Page:Landes - Contes et légendes annamites, 1886.djvu/157

La bibliothèque libre.
Le texte de cette page a été corrigé et est conforme au fac-similé.

Le voleur entendit le discours de ces deux mendiants ; il se repentit aussitôt, abandonna son métier et se retira dans une pagode pour faire pénitence. Le supérieur, le voyant ignorant et incapable de psalmodier les hymnes, le chargea de l’entretien du feu ; il ne devait pas le laisser éteindre, car la pagode était isolée et l’on n’avait pas de voisins à qui en demander.

Il obéit au supérieur et s’acquitta de son emploi avec une grande exactitude. Mais une nuit, un mauvais bonze voulant lui faire du tort éteignit le feu. Quand le gardien du feu se réveilla et le trouva éteint et s’empressa de courir au village voisin pour en demander. Mais au milieu du chemin il rencontra un tigre qui lui barrait le passage. Le bonze dit au tigre : « Dévorez-moi, j’y consens ; mais laissez-moi auparavant aller chercher du feu pour la pagode ; je reviendrai ensuite ici pour que vous me mangiez. » Le tigre consentit à cette proposition, et le bonze, après avoir rapporté le feu à la pagode, prévint le supérieur et alla se rendre au tigre. Celui-ci lui dit : « Je suis vieux, j’ai perdu toutes mes dents, tes os seraient trop durs pour moi ; monte sur un arbre et laisse-toi tomber, afin de te briser les os. » Le bonze lui obéit. Mais le Ciel et le Bouddha eurent pitié de l’héroïsme de ce bonze ; son corps fut arrêté au passage ; il disparut et fut transformé en Bouddha.

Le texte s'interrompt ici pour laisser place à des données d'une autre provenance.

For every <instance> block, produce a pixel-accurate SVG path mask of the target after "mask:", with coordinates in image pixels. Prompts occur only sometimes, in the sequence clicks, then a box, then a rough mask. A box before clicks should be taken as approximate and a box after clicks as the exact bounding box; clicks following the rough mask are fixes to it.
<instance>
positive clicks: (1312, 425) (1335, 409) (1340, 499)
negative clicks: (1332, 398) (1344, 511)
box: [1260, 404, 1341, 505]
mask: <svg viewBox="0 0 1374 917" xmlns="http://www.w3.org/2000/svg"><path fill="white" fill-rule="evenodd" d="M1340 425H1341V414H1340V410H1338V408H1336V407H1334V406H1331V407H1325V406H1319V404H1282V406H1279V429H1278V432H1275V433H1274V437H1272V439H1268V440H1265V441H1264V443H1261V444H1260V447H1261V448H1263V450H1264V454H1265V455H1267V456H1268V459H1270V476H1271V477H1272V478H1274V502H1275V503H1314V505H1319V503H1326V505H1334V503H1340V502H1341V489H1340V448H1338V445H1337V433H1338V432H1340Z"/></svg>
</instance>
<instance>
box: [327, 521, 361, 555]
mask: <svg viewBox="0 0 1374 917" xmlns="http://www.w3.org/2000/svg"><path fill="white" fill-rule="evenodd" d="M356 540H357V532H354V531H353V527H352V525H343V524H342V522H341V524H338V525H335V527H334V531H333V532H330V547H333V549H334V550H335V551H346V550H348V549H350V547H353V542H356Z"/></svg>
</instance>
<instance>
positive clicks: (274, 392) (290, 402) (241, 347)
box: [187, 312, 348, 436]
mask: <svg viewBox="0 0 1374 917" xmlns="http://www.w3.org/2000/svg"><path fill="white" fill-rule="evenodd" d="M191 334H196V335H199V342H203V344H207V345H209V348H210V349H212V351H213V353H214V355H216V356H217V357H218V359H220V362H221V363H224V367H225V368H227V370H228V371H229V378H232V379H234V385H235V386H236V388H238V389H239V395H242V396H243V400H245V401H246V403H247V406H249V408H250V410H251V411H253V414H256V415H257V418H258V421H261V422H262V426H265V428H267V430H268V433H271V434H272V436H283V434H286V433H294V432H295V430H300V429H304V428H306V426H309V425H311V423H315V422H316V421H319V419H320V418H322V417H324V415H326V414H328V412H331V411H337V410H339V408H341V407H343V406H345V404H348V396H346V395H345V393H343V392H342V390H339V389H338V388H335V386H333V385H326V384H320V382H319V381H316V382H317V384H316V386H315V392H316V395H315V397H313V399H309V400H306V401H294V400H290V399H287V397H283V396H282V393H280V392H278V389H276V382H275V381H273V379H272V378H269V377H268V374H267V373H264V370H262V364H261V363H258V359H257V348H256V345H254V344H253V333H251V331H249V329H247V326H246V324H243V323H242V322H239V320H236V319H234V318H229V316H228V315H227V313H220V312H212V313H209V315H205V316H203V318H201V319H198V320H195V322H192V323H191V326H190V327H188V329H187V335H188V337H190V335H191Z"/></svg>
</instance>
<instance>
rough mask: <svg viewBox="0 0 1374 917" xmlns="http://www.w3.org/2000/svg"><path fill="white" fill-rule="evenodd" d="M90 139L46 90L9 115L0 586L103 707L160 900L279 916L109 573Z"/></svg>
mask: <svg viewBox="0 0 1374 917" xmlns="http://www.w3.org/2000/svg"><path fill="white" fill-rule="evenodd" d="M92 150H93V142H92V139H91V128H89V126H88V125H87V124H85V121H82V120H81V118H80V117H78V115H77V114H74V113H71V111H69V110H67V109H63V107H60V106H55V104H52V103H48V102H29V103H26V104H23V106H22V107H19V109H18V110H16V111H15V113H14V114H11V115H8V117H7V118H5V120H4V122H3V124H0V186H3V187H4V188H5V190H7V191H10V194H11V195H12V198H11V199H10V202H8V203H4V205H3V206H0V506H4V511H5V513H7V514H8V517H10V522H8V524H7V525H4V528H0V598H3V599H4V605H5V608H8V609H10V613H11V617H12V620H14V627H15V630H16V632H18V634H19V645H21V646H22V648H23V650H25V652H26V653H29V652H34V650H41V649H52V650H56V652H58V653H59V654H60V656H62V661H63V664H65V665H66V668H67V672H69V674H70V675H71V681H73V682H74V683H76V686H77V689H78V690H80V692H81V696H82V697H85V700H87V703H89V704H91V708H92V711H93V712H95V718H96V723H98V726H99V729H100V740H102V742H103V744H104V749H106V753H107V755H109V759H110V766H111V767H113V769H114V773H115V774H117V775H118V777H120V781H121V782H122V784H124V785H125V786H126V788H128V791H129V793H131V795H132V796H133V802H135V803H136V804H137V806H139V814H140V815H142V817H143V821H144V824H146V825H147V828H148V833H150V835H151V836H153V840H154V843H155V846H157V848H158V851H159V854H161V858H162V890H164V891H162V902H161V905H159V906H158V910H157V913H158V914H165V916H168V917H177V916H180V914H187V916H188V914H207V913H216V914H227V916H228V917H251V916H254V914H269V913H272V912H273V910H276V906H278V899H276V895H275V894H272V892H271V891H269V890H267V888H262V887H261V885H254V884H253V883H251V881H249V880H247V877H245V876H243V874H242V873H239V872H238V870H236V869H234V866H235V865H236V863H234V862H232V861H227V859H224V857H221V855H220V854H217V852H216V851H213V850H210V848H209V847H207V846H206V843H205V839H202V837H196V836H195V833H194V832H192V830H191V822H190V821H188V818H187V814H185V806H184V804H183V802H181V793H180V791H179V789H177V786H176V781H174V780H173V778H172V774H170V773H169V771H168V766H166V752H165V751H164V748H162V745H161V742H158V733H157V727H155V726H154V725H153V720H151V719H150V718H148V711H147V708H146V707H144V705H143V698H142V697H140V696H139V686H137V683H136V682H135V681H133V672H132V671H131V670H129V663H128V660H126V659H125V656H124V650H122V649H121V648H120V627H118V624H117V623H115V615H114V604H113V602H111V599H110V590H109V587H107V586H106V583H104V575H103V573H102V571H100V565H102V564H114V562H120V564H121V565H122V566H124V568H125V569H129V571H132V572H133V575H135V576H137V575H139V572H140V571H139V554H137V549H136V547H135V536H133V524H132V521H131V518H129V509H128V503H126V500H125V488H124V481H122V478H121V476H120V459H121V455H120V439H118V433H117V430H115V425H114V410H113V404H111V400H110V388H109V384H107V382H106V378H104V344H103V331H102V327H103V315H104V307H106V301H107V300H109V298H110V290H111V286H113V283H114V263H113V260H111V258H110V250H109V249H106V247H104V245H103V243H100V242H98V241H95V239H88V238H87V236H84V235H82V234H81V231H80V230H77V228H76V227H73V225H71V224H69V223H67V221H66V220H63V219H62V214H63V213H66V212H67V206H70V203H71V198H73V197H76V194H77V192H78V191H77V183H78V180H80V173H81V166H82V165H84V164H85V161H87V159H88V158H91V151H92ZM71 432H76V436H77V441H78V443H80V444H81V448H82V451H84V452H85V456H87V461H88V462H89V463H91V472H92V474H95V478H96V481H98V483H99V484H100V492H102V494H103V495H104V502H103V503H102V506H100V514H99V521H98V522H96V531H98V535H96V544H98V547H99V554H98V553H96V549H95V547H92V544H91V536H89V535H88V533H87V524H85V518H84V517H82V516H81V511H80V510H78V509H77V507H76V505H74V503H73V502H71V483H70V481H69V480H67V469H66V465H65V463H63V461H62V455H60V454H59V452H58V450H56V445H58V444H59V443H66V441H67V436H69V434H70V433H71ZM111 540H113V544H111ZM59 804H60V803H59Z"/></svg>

Le mauvais bonze, voyant que par cette voie son camarade était parvenu au degré suprême, alla demander au supérieur de la pagode de lui confier l’emploi de gardien du feu. Une nuit il fit semblant de s’oublier et le laissa s’éteindre ; il courut alors au village pour chercher du feu, rencontra le tigre sur le chemin, lui fit la même demande que l’autre bonze et, comme lui, revint se faire manger par le tigre. Mais quand il se fut laissé tomber de l’arbre rien ne l’arrêta en chemin ; il se cassa les os et fut métamorphosé en pot à chaux. Le tigre repu disparut.